Bennedict Mathurin, Pacers +1200 (DraftKings)
We’ve hit the entire top five now, and don’t forget that only 13 of the last 62 ROYs (21%) were selected outside the top five. History says we could take Mathurin and every other rookie on the board remaining, and that entire group should still be an implied +400 or so.
The worse you expect the Pacers to be, the more intriguing Mathurin gets. If you bet on Mathurin, you’re hoping Buddy Hield gets traded, and Tyrese Haliburton gets shut down with a phantom injury as Indiana turns its offense over to Mathurin down the stretch in a tanking effort.
This shoot-first SG archetype has a notoriously difficult and long growth curve. Mathurin also isn’t likely to see many rebounds or assists, and we need PRA, so he may have to lap the field in PPG to win this. It’s just too big an ask, and this is another number that should lengthen awhile as Pacers veterans play.
I don’t like the value on any of these four second-tier Rookie of the Year contenders. But if you’re not content betting on Banchero, there are three long shots down the board worth considering.
Three Sleepers to Consider Nibbling
Shaedon Sharpe, Blazers +3600 (FanDuel)
Sharpe was the draft’s great mystery man, and he remains mostly a mystery after barely seeing the court in Summer League with injury.

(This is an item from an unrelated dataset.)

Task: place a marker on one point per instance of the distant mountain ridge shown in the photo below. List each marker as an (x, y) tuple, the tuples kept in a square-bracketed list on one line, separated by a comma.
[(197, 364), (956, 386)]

Some considered Sharpe the best non-big in the draft and maybe even a contender for the No. 1 pick, and he’s dazzled in the preseason as a three-level scorer, flashing his athleticism, handle, footwork and feel. It’s not outlandish to think he could be Portland’s second-leading scorer if he grabs minutes early and settles in quickly on what could be an elite offense.
This number is long at FanDuel, twice as long as at other books, and it’s too long for a player this talented that went No. 6 in the draft. Sharpe is the sort of player whose number could drop to +500 after two or three games if he pops early and gets everyone buzzing.

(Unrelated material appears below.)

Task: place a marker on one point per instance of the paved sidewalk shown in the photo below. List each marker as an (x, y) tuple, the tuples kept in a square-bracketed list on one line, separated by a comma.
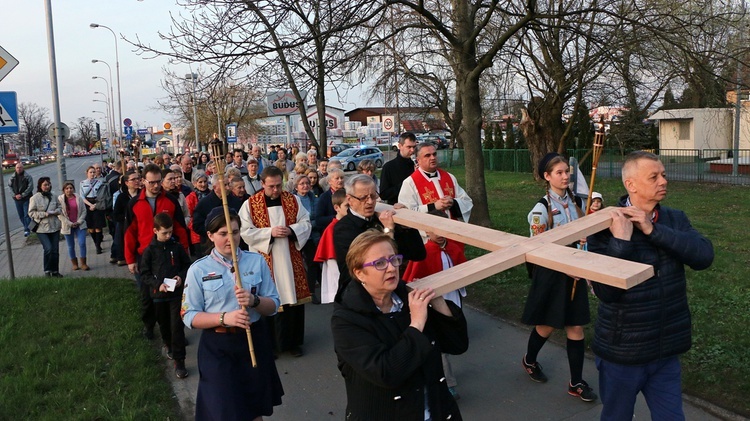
[(492, 384)]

Sharpe is the best sleeper bet on the board. Now or never.
Shaedon Sharpe Masterpiece pic.twitter.com/RTQydZm969
— BLAZERS MONK (@DiogenesMadlad) October 7, 2022
Jalen Williams, Thunder +3600 (FanDuel)
Williams was one of the high risers in the draft, from unknown to first rounder to surprise lottery pick. He might be rising even further in Oklahoma City with Holmgren out for the year and Shai Gilgeous-Alexander sidelined to start the season, leaving this offense wide open with endless usage available.
The No. 12 pick would be the third-lowest draft pick to win ROY since the 1950s, but Williams can fill up the box score as a passer and rebounder. If he surprises as a scorer for a team with plenty of shots available, his PRA numbers could be tough to ignore, and he should get plenty of opportunity down the stretch for a tanking team.
Williams’s number is already dropping this preseason, so don’t wait around.
Blake Wesley, Spurs +6600 (BetMGM)
Like with Oklahoma City’s barren roster, somebody has to produce for the Spurs. San Antonio lost Dejounte Murray and Derrick White, which vacates 35 points, 12 rebounds, and 15 assists. Somebody on the Spurs has to gobble up those numbers, and the roster could get even weaker if the team trades away veterans like Jakob Poeltl or Josh Richardson.
Wesley popped at Summer League with his elite burst and ability to get to the rim, and he was an impressive freshman scorer at Notre Dame. He could even see time at point guard for a team that doesn’t really have a starting PG. He’s a longshot, but this far down the board, you’re just looking for opportunity.